The GOP voting base is increasingly dominated by older, blue-collar, evangelical Whites in economically lagging towns and rural areas. Conservative media outlets stoke nativist anger over their loss of status and power.
Democrats have drawn more popular votes in seven of the last eight presidential elections. So in key states like Georgia, using Trump’s lies as fuel, Republicans now seek new election rules to help them win.
“I don’t like where we’re heading, but don’t think it’s inevitable that we get to that terrible place,” says Dent. He recently joined more than 100 prominent Republicans in a letter imploring the GOP to “rededicate itself to founding ideals.”
“For the people who want to tell themselves that the Republican Party’s salvageable, there’s always just enough hope,” Kristol says.
McConnell’s January condemnation of Trump suggested the most powerful remaining Republican in Washington might chart a new path. After the insurrection was quashed, the seven-term Kentucky senator angrily assailed “criminal behavior” that “tried to disrupt our democracy.”
But like his House counterpart Kevin McCarthy, McConnell cares most about recapturing the majority in next year’s elections.

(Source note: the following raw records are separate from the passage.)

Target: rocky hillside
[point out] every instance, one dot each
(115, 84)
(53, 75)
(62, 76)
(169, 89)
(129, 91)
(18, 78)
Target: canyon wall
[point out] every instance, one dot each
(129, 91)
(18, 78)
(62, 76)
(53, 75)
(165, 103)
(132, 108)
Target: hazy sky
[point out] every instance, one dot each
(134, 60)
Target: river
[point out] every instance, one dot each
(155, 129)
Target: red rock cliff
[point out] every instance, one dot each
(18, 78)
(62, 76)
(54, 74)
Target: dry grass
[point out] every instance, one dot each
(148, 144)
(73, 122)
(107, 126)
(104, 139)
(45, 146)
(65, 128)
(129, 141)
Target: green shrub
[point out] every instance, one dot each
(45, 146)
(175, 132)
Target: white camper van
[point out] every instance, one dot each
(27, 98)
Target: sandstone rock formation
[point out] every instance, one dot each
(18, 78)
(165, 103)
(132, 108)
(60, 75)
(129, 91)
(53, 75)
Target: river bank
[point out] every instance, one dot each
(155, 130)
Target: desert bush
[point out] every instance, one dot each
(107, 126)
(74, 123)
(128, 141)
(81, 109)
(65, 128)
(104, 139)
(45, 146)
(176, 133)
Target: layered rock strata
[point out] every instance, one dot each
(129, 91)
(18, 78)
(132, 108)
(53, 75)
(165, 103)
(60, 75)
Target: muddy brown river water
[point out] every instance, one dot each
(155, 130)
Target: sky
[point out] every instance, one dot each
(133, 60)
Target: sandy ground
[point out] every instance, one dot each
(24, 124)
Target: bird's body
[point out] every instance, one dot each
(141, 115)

For obvious reasons, Trump opposes the House-passed measure creating a bipartisan, 9/11-style commission to investigate the insurrection. Dependent on the former President’s support, McCarthy led the overwhelming majority of House Republicans last week in voting no.
McConnell, too, fell in line.
“I’ve made the decision to oppose the House Democrats’ slanted and unbalanced proposal,” he said. That virtually ensures it will die in the Senate by Republican filibuster.